Imaginez-vous adolescent·e. Vous assistez à un concert de l’illustre artiste goth rock, Marilyn Manson. La plupart des chansons performées proviennent de l’album « We Are Chaos ». L’atmosphère est déchirante, sombre et l’instrumentation agressive. Vous êtes transporté·e·s par les thématiques mélancoliques et macabres des paroles. Vous sentez-vous désagréablement submergé·e par ces émotions ténébreuses ou l’atmosphère vous incite plutôt à les purger? Visualisez maintenant l’audience qui vous entoure. Est-elle vêtue de noir et sombrement maquillée? Dans votre corps adolescent, ressentez-vous la libération qui anime les sombres figures autour?
Une sombre réalité se cache dans l’univers des « gotheux* », ces garçons passionnés de goth. Non seulement semblent-ils davantage aux prises avec des défis psychologiques et comportementaux pendant l’adolescence et au début de l’âge adulte, mais leurs difficultés seraient susceptibles de perdurer dans le temps. Même à 30 ans, ils pourraient être plus déprimés, plus anxieux et isolés, insatisfaits de leur vie, et pourraient cultiver une plus faible estime d’eux-mêmes. Comment se fait-il qu’une passion d’adolescent pour le goth semble hanter leur bien-être sur une si longue période?
Passion goth : une bouée de sauvetage libératrice ou aliénante ?
L’adolescence est caractérisée par la présence de montagnes russes émotionnelles. La scène goth offrirait un espace purgatoire à certains jeunes qui pourrait agir comme bouée de sauvetage.
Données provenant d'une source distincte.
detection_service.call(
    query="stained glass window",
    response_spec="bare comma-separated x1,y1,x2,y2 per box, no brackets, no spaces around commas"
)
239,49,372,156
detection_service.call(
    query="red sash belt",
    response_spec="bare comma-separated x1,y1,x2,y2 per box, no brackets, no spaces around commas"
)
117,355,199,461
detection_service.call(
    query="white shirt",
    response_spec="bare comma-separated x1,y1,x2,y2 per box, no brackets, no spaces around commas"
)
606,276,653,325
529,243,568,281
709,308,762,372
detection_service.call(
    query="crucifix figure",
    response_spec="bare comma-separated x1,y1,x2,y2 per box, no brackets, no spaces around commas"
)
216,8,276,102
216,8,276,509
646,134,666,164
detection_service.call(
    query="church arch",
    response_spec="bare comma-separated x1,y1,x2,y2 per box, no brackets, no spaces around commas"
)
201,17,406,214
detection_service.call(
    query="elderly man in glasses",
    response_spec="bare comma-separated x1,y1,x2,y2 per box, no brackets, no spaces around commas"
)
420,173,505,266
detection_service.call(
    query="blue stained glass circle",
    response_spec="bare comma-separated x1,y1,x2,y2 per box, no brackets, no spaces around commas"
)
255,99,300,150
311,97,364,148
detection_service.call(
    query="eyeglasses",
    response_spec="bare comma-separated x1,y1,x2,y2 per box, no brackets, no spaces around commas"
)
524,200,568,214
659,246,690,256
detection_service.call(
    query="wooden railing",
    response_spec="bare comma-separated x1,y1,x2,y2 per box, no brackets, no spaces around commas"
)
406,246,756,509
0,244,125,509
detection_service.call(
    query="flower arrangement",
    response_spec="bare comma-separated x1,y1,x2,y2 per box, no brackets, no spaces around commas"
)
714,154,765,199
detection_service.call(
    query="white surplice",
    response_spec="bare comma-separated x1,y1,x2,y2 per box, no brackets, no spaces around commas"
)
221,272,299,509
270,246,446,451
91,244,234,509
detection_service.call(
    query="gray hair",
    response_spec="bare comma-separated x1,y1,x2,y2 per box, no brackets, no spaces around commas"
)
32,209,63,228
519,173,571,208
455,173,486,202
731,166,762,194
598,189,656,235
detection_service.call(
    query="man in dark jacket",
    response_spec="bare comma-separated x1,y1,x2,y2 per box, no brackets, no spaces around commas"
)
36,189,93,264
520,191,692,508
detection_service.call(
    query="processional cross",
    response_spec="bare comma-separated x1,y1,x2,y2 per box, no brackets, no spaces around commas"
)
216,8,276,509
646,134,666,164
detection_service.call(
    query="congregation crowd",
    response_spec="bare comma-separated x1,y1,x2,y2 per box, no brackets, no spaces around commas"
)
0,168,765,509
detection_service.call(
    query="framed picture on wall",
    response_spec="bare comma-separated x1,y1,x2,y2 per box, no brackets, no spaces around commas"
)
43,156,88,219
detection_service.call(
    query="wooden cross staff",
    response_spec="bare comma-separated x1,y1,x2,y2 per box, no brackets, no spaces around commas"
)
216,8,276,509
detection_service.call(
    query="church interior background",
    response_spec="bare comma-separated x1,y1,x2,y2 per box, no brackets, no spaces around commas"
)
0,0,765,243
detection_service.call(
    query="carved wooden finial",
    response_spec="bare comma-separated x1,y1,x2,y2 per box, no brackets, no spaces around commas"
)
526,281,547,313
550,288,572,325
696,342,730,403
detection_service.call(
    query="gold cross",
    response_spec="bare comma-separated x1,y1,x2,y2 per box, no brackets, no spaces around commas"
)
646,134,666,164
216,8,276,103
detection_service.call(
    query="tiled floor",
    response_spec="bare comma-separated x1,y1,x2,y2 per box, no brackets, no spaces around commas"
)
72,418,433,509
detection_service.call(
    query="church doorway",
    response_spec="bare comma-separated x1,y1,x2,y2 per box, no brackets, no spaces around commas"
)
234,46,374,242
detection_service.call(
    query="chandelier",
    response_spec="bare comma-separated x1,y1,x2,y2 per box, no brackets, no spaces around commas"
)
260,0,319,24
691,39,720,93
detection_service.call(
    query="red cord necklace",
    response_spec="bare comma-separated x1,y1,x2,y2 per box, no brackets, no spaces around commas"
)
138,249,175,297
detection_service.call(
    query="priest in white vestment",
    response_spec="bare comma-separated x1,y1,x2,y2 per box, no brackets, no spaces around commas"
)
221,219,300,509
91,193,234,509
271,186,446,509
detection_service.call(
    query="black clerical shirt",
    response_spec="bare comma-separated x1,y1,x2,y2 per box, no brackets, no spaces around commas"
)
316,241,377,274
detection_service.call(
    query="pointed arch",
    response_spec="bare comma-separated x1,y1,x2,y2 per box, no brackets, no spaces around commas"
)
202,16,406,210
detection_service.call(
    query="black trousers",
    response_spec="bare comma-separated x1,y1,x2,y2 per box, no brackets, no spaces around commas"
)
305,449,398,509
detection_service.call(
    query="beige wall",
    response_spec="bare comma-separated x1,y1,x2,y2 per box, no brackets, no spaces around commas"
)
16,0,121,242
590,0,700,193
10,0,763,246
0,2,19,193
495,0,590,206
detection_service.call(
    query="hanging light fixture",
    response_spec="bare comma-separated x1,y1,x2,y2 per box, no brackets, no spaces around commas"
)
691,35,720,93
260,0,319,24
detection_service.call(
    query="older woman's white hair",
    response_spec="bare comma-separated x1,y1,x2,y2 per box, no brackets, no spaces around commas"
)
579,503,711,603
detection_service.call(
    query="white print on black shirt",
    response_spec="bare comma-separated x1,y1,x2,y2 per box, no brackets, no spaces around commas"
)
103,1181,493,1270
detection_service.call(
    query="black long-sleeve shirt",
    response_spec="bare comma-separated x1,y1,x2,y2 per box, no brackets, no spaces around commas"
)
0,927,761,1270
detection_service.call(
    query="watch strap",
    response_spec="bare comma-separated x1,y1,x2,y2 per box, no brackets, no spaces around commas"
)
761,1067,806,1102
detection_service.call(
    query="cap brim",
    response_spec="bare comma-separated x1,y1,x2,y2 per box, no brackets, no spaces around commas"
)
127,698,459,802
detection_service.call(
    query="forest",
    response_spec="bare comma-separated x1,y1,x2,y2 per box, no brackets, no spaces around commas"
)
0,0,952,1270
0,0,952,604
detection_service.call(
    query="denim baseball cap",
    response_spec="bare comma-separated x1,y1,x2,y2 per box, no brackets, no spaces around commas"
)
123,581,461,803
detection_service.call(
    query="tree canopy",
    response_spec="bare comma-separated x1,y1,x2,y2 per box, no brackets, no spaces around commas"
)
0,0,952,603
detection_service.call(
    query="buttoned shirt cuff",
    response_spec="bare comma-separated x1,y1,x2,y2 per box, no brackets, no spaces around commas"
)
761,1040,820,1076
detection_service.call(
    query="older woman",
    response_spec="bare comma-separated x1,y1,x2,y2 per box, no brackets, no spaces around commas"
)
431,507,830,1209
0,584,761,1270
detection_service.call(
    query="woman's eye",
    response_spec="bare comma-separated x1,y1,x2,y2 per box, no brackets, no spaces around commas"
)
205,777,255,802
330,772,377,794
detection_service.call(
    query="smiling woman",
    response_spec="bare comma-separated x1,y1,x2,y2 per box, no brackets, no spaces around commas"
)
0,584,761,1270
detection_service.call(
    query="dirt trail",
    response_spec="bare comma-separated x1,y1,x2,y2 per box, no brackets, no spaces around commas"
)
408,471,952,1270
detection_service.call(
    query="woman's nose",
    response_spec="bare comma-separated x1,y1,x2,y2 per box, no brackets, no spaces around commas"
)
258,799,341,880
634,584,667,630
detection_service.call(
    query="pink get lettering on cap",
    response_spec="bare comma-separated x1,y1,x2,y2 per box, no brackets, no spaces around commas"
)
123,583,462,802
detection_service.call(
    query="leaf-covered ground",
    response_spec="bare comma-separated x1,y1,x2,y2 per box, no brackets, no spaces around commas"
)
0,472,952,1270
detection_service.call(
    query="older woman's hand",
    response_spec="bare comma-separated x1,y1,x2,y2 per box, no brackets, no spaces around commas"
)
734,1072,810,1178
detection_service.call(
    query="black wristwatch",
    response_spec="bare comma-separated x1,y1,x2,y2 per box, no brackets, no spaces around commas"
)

Par contre, comment qualifier cette bouée… libératrice ou aliénante?
En 2023, près de 40% des adolescents de 12 à 17 ans se construisent dans l’ombre de symptômes anxieux et dépressifs modérés à sévères. Bien que la détresse psychologique des garçons passe plus souvent sous les radars à l’adolescence et au début de l’âge adulte, les gotheux ne semblent pas en être exemptés.
La tendance des gotheux à se tenir à l’écart socialement et à vivre leurs expériences solitairement contribue à l’énigme entourant leur bien-être psychologique. Néanmoins, ce que l’on sait est que les adolescents immergés dans l’univers goth souffrent d’un sentiment de solitude, de symptômes dépressifs et d’anxiété de manière plus importante que les non-amateurs. Ils se construiraient davantage sur des fondations teintées de sombres ruminations. Ainsi, il s’agirait de plus que d’une phase difficile à l’adolescence. Les gotheux, moins nombreux que les gotheuses, semblent donc davantage affectés par le fardeau psychologique typiquement goth, et ce, pendant fort longtemps.
Gotheux un jour, malheureux toujours ?
” Si tu dis que nous sommes malades
Donne-nous ta pilule
Espère simplement que nous disparaîtrons
Mais une fois que tu as inhalé la mort
Tout le reste n’est que parfum.”
[Traduction française]
Voici le type de message véhiculé par l’album de Marilyn Manson, “We Are Chaos”. Les paroles et le titre de son album en disent long sur l’univers ténébreux du goth. L’appartenance à un tel groupe stigmatisé socialement* peut, à elle seule, soulever des inquiétudes sur le plan de l’adaptation psychologique* des jeunes amateurs.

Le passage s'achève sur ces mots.